WARNER BROS., 1933 | BLACK AND WHITE, 89 MINUTES

DIRECTOR: LLOYD BACON SCREENPLAY: RIAN JAMES AND JAMES SEYMOUR, BASED ON THE NOVEL BY BRADFORD ROPES SONGS: HARRY WARREN (MUSIC) AND AL DUBIN (LYRICS) MUSICAL NUMBERS: BUSBY BERKELEY STARRING: WARNER BAXTER (JULIAN MARSH), BEBE DANIELS (DOROTHY BROCK), GEORGE BRENT (PAT DENNING), RUBY KEELER (PEGGY SAWYER), GUY KIBBEE (ABNER DILLON), DICK POWELL (BILLY LAWLER), UNA MERKEL (LORRAINE FLEMING), GINGER ROGERS (ANN “ANYTIME ANNIE” LOWELL), GEORGE E. STONE (ANDY LEE), EDWARD J. NUGENT (TERRY), TOBY WING (“YOUNG AND HEALTHY” GIRL)

An ailing director struggles to put on a Broadway show despite problems with his star.

You’re going out there a youngster… but you’ve got to come back a star!” This is the definitive backstage musical and, with its fierce energy and Busby Berkeley inventiveness, it remains marvelously fresh many decades later.

If musicals were not completely dead in the dimmest days of the Great Depression, sometimes it was hard to tell.
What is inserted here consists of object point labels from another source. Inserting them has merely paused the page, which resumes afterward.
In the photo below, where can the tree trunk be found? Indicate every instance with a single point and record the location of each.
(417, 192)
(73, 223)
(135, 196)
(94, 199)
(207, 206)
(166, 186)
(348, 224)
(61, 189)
What a master stroke, then, on the part of Warner Bros., to bring musicals back with one that reflected the national mood instead of ignoring it. People in 42nd Street are destitute, anxious, or both. Director Julian Marsh needs a hit so badly that he ignores his doctor’s warnings; star Dorothy Brock tries to keep her career going by playing nice with an investor she loathes; chorus girls Lorraine and “Anytime Annie” make wisecracks and sleep around to get jobs; and young Peggy Sawyer is sweet, talented, and starving. Audiences could identify with this kind of desperation, and could then find catharsis when, after Dorothy is injured in a drunken fall, Peggy goes on in her place and triumphs. It didn’t matter that Ruby Keeler’s acting and singing were appealingly amateurish, and that her tap dancing was more emphatic than graceful. She was someone people could believe in, just as they could believe that the success of her show, Pretty Lady, was a harbinger of better times. The musical escapism on view in 42nd Street is far more hard-edged than it is frivolous, and its final shot is not of Peggy’s success but of Marsh standing in an alleyway, exhausted and depleted. In a grim time, song and dance and despair can be a perfect combination.